In order to make silk weaving consistent, in 1725 a Frenchman named Basile Bouchon developed a paper tape that helped automate the looms that wove silk, making the manufacturing process more repeatable.
About 80 years later, another Frenchman, Joseph Marie Jacquard, produced a machine that used punch cards to control the silk-weaving looms and make complex patterns simpler to compose.
That same punch card innovation proved its value over time. In the 1880s an American, Herman Hollerith, developed a method for using punch cards to store data that was used for the 1890 US Census.
The cards were used well into the 20th century for control and basic automation in the earliest computing devices. In fact, Hollerith’s innovation helped found International Business Machines (IBM), a company which has defined the face of enterprise computing over the decades.
Indeed, in 1956 it was IBM that invented hard disk drive technology, with its RAMAC—“Random Access Method of Accounting And Control”—which offered a princely 5MB of data storage operated by a gigantic array of machines.
As IBM continued to innovate with HDD technology in the following decades, storage giant Seagate, founded by Al Shugart in the late 1970s, raised the ante for hard disk drive production, quickly becoming the largest independent global producer of HDDs.

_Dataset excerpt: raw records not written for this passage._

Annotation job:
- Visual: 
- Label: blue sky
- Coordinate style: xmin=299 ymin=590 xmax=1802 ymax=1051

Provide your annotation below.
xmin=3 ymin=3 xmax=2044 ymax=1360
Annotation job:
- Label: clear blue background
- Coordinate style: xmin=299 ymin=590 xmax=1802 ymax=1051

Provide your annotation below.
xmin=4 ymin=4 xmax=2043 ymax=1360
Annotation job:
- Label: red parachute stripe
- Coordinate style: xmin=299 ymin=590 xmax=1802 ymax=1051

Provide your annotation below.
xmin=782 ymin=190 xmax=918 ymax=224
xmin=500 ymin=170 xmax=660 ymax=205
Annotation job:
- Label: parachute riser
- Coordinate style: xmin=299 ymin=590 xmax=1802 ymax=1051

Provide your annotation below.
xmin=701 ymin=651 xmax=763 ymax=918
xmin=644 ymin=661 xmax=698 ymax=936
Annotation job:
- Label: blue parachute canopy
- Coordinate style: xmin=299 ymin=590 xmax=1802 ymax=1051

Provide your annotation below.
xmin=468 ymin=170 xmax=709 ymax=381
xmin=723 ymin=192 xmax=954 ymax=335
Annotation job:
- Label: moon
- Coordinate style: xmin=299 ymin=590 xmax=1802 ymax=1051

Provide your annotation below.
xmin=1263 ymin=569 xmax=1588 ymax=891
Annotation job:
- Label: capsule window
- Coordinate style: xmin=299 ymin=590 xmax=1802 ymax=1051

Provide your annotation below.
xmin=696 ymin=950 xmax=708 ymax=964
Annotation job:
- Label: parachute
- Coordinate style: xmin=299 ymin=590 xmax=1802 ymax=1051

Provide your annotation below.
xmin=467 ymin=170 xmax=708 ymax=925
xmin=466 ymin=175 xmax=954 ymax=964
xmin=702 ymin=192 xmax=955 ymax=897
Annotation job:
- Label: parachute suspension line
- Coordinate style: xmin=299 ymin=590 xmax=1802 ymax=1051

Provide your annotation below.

Perhaps most importantly, casting its shadow over all this innovation was the humble punch card. It was the punch card method that led to the binary system of ones and zeroes that underpins modern computing and the development of read/write technology central to the history of hard drives.
Back to the Future
Fast-forwarding to today, punch cards are but a relic. Data storage now takes many forms, including magnetic (not paper) tape, magnetic hard disk drives, solid-state devices, and in the past decade the rise of cloud storage, which uses, depending on need, a combination of all of these technologies.
While hard disk drives have been around for some time, they remain top of the class for low-cost and reliable storage. Hard drives are proven performers, and are known quantities that chief financial officers, chief technical officers and their teams appreciate due to their well-established ROI.
As we look ahead to future developments in hard drive engineering, enterprise leaders Seagate and Western Digital (WD) are hot on HAMR (heat-assisted magnetic recording), while WD is simultaneously holding a candle for MAMR (microwave-assisted magnetic recording). Meanwhile, Seagate points to its deployment of dual actuator technology as a means of unlocking additional input/output operations per second for improved read/write performance.
Then there’s the adoption of shingled magnetic recording (SMR), set to further boost capacities. Even amid advances in the NVMe-oF protocol and the rise of composable infrastructures, it’s an exciting time for HDD.